Rebalancing Portfolios and Life

I kind of referenced it in a past post, but I received word that I got offered a new job — which I accepted — earlier this week. It’s a marketing writer position for an enterprise software company close to where I live. I feel it’s the next step for me, a growing company, and counting furloughs and pay cuts I’ve taken at my current job … a 50 percent pay raise.

While I’m extremely happy about these prospects, it leads me to believe it’s time to revisit what I have been doing with my finances. Sure, I’m still going to do the same things — budget, save, etc. — but with more money coming in every couple of weeks there are bound to be some changes.

For starters, I believe that I’ll actually be able to save a full 10 percent out of each paycheck, instead of saving just 5 percent while I had 5 percent deducted automatically into a company-sponsored 401(k). This means I can save more toward my goals faster, and I can also set aside money to try and pay down my federal student loan debt quicker.

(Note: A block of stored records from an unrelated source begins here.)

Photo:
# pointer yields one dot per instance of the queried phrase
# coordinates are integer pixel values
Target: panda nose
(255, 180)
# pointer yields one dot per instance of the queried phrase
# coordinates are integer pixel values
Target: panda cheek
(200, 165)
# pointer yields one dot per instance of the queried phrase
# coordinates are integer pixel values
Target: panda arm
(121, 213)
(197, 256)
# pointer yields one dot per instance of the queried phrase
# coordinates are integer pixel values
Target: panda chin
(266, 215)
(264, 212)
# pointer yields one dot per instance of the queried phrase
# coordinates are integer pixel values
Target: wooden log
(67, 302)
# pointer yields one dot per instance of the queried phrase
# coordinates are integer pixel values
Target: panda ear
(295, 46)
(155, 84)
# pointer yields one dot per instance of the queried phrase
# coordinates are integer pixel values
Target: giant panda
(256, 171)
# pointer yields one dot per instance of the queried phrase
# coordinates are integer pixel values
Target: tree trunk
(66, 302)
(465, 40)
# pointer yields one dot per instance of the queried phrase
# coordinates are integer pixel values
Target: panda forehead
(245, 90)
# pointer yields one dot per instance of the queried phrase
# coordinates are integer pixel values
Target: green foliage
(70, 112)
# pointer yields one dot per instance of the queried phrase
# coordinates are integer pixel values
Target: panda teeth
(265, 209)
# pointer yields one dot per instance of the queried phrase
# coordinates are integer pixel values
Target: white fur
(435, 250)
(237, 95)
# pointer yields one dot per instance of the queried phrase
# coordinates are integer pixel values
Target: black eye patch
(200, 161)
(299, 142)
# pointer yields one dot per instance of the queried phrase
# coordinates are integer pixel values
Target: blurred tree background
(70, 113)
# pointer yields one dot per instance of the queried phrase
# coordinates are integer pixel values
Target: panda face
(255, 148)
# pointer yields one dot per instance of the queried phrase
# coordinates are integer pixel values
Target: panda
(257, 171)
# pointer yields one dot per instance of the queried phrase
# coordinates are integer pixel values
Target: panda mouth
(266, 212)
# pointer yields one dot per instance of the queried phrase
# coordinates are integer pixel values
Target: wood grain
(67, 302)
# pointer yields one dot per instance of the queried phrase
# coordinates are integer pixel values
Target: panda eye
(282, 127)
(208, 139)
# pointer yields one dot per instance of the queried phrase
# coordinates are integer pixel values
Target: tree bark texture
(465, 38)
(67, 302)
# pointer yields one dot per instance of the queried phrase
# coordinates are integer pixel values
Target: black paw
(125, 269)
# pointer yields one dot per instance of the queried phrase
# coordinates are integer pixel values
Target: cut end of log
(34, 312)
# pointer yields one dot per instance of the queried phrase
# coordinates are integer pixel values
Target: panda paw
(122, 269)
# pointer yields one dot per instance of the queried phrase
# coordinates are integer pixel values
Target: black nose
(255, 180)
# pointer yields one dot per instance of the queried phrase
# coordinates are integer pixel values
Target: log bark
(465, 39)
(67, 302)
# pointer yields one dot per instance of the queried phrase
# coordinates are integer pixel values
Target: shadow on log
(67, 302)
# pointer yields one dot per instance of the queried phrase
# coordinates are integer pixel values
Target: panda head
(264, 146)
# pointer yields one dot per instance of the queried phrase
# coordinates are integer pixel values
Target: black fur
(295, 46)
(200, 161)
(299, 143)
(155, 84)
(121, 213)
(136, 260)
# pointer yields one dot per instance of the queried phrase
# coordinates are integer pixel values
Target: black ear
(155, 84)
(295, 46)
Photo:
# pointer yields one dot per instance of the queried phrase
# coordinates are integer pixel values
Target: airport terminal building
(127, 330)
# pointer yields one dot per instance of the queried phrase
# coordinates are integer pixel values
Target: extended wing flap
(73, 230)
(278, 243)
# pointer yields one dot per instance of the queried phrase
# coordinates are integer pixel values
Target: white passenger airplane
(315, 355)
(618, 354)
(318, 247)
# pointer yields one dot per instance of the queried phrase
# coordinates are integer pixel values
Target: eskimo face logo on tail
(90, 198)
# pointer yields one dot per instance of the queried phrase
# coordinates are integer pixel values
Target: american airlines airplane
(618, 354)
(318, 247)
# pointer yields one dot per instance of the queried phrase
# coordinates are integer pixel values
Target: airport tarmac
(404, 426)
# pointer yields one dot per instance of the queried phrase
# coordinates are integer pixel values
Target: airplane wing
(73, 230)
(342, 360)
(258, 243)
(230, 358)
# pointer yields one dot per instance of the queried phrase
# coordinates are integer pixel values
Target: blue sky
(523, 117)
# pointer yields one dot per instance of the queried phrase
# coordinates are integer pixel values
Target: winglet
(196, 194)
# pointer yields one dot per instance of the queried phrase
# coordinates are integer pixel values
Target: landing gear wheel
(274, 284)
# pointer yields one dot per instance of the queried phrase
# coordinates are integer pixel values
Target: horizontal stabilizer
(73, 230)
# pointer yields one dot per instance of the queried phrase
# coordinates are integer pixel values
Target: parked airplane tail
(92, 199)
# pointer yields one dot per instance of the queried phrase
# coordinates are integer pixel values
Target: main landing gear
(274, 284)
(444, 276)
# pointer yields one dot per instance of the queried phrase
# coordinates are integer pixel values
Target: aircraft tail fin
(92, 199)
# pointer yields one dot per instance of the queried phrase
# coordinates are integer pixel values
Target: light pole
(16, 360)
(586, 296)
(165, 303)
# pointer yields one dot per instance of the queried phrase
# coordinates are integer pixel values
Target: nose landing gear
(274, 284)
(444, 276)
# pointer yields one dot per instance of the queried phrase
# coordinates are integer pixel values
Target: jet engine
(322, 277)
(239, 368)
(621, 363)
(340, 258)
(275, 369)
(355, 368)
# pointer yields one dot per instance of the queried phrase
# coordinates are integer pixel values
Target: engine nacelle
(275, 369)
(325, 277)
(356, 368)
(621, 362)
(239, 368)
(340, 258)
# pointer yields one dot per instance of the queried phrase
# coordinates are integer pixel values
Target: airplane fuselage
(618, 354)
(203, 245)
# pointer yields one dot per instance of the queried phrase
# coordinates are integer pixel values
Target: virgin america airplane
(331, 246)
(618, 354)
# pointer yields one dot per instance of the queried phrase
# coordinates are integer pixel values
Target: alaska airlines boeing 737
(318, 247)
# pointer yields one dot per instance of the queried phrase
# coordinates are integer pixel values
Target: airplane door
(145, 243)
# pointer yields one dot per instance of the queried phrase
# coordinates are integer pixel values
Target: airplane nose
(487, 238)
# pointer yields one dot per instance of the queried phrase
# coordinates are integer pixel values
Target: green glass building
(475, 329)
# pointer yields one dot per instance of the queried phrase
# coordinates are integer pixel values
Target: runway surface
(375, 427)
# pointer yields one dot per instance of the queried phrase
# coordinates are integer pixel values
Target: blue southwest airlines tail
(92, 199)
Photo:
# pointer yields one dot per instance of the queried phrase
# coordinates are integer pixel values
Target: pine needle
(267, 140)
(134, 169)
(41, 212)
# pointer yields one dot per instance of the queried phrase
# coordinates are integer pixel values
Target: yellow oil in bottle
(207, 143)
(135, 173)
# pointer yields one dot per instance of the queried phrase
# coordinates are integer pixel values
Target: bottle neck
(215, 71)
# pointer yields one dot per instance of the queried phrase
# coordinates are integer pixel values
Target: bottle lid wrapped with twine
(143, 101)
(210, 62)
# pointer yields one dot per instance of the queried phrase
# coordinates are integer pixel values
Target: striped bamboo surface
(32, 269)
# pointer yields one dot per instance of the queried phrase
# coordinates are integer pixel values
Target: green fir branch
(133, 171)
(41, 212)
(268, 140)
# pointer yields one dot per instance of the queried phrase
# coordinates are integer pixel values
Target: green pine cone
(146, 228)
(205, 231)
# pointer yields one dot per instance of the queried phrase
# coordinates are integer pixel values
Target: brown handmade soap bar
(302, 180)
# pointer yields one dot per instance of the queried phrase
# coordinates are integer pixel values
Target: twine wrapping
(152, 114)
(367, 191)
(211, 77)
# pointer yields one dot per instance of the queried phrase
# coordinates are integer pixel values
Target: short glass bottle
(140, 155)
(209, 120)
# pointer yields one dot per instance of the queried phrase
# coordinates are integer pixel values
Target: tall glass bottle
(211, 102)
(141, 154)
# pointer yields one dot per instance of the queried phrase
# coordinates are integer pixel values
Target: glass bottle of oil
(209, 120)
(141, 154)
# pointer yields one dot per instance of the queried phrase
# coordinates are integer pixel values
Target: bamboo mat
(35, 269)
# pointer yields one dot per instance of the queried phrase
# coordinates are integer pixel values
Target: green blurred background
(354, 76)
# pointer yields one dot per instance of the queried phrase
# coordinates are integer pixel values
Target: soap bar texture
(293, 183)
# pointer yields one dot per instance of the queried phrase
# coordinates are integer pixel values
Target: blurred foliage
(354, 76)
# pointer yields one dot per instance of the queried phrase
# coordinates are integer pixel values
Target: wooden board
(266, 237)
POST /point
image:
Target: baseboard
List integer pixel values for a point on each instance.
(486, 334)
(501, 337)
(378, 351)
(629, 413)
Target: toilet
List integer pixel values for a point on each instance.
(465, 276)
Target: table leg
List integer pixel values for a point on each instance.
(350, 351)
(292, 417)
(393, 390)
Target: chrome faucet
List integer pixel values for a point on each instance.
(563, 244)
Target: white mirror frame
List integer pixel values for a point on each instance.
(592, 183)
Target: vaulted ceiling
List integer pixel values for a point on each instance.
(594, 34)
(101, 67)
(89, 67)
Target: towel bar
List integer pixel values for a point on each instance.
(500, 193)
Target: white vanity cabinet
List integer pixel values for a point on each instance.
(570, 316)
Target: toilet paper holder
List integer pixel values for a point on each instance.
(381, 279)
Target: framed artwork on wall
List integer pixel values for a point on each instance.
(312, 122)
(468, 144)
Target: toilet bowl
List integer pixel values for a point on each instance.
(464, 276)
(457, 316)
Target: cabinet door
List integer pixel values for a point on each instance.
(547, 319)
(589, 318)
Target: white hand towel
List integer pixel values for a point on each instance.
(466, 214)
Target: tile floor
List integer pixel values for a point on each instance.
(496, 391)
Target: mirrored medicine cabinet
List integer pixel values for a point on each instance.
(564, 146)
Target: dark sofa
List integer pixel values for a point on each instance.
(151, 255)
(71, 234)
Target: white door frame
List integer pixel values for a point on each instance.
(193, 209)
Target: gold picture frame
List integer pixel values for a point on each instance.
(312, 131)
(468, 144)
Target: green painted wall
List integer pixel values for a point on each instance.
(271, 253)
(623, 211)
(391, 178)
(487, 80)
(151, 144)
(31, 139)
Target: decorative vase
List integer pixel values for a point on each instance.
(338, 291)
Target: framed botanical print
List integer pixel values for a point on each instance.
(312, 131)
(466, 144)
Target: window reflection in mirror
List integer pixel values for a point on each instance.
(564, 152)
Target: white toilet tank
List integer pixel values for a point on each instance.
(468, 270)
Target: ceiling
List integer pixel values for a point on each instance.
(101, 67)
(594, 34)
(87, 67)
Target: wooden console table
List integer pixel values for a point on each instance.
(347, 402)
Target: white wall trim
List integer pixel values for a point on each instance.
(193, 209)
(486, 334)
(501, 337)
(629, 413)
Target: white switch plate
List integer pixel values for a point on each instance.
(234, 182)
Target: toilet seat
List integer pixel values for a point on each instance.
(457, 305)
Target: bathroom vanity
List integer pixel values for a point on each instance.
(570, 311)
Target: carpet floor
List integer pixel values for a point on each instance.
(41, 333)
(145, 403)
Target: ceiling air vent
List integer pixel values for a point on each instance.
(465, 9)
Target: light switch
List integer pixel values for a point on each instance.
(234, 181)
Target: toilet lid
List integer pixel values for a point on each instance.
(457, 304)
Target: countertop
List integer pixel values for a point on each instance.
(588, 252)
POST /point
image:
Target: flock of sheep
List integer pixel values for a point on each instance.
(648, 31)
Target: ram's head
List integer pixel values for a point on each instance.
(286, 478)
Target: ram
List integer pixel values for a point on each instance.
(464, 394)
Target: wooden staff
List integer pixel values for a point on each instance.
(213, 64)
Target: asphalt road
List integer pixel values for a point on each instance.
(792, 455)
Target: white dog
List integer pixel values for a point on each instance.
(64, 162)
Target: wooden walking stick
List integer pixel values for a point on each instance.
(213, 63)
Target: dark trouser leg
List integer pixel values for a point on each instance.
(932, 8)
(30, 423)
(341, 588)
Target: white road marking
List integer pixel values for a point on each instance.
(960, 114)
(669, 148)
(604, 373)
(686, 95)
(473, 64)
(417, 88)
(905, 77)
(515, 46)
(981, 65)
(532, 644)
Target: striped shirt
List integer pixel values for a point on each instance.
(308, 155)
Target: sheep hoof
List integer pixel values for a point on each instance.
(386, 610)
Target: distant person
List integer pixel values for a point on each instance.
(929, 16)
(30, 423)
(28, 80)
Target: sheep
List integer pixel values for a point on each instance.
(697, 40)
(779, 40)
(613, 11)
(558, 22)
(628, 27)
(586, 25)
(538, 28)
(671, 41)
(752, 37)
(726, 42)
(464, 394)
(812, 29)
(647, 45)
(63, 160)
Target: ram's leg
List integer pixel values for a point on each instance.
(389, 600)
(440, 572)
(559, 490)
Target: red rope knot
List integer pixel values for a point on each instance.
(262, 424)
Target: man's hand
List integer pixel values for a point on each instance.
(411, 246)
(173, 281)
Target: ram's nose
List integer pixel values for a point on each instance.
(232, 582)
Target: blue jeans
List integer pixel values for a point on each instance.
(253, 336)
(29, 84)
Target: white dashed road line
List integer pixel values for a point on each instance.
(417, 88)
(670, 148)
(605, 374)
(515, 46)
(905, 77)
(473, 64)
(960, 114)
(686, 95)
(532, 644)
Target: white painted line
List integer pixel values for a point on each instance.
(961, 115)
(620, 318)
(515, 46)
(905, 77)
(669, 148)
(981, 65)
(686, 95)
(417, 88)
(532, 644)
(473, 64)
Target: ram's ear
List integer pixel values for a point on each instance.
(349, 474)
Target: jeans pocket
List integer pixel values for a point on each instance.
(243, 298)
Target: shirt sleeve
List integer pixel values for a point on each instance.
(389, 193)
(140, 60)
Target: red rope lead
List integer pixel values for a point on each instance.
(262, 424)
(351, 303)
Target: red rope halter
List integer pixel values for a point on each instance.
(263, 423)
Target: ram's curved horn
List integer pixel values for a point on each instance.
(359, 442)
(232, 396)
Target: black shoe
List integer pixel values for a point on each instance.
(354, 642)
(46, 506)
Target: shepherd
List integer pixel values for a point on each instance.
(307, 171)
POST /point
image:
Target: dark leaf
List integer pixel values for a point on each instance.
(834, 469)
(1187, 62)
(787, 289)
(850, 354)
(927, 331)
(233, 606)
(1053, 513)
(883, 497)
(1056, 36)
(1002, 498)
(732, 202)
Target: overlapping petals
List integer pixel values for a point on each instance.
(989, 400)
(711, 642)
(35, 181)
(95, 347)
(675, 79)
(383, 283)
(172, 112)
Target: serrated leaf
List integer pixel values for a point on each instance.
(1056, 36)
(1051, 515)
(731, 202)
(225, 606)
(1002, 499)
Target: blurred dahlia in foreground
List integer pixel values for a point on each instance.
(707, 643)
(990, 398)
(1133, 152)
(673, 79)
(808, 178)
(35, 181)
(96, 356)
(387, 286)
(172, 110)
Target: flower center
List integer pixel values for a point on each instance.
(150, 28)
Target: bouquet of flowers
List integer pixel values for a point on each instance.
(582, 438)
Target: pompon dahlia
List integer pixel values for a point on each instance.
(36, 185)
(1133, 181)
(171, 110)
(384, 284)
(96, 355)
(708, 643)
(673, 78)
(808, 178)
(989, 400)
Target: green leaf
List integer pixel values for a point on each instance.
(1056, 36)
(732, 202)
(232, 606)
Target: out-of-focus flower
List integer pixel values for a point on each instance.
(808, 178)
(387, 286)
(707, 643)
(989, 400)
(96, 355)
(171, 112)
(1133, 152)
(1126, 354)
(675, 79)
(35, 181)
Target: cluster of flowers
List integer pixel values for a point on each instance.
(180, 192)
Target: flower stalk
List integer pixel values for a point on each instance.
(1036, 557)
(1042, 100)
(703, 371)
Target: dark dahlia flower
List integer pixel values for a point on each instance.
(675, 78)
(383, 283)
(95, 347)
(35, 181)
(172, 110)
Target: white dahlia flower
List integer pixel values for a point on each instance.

Speaking of student loan debt, because I paid a little more than $16,500 in one shot to take care of my private student loans, I’m a little unbalanced now when it comes to my cash vs. stocks. vs. bonds vs. other allocations. I’m a bit stock heavy, though not as much as I thought. Even though I’m relatively young and should be more aggressive by  holding a higher percentage of stock, I want to have a little more of a balance in case the stock market corrects itself again soon.

As it stands now, I have 37 percent of my portfolio in cash, and 48 percent in an array of stocks, whether it is the one I inherited, the few shares of gold I bought years ago, or the retirement accounts I have set up. I want to pull those two percentages a bit closer to each other.

I am going to do that by splitting up the inherited stock into thirds. One-third of that stock, one-third pulled out into a money market in my Charles Schwab account, and one-third in some exchange traded funds. I really don’t want all of that money in virtually one share of stock — sure, if the stock market does really well I make a lot of money. But if the market takes a nosedive, I lose quite a bit. I want to shelter myself from that.

I also need to find out the proper procedures to roll over my 401(k) into an IRA — I’ll probably but it into my Schwab account so that I can easily check in on it. I also need to ensure I have finished all of my duties before my last day on the job, December 22. I have vacation time coming to me before I take on my new role in 2010, so there’s plenty of time for me to sit down and make all of these decisions.

Making more is great, but I will have to ensure that I do not create some bad habits now that I’ll have more room to breathe (financially). I believe I’ve laid a good foundation, and now I can finally start to expand.